While the founder says she is “obsessed” with the users, and understands them, it was important for her to focus on the customer, even though that didn’t necessarily feel intuitive to her.

“We had to make sure we know we are solving for the right problem … and we know the data we are gathering is the right sort of data,” she explains.

“Otherwise, it’s just a storytelling platform.”

The idea is that women know why their stories are being used, where they’re going, and how they will help solve the wider problem, Condliffe says.

“I want to know that we can answer them.”

A global vision

The win is a potential first step for She’s a Crowd to realise Condliffe’s “global vision” for the business, the founder says.

Sexual harassment and assault is a problem faced by women in literally every city in the world, she adds.

Condliffe lived in Cambodia as a child, where she later started her first NGO. She has also worked in international development in Southeast Asia. So, expanding in this direction seems like a natural next move for the startup.

“I’ve been thinking a lot about Southeast Asia as a region and how She’s a Crowd will work there,” she says.

“I have already got global ambassadors putting their hands up to champion She’s a Crowd in their own countries.”

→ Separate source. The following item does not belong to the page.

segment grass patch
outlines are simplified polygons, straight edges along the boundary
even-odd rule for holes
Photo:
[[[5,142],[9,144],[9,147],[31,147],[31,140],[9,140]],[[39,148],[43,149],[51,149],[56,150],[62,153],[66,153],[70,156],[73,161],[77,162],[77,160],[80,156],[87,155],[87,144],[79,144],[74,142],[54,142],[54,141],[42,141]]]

In five years’ time, Condliffe wants the startup to be “the biggest spatial data set for the prevention of gender-based violence, globally”, she says.

That said, the founder hasn’t given much thought to whether it is going to make her rich.

“I realised a couple of months ago that potentially it was going to be really big, and that would put me in a place of being able to exit at some stage, but I just don’t think like that at the moment,” she adds.

“I need to get the business model and the social impact model right before I can even think about the long-term money-making side of things.”

Make your own rules

When it comes to founding and running a startup, Condliffe’s advice is to do things on your own terms.

“Don’t let anyone tell you that a startup founder has to be unhealthy and living on ramen … and just dying of sleep deprivation or whatever,” she says.

“It’s not true.”

There’s a long game to be played, she says. If a founder can’t take a day off, or keep their weekends free, and if they don’t see family and friends, they will burn out.

“It’s just not worth it and you’re not going to be helpful to anyone,” Condliffe says.

“I was told so many times this is what a startup founder looks like, this is what startup life is,” she adds.

“I rejected it from the start.”

This is about looking after founder mental health, but it’s also about making startups more accessible, she says.

Women, for example, are often expected to provide emotional support, and time, to their families, while “potentially men have been able to neglect their families and work long hours”, she adds.

“I don’t think it’s reasonable, and I think we really need to expand our definition to make sure we’re inclusive of everybody and that everybody gets a go,” Condliffe says.

“You’ve got to make the rules for yourself.”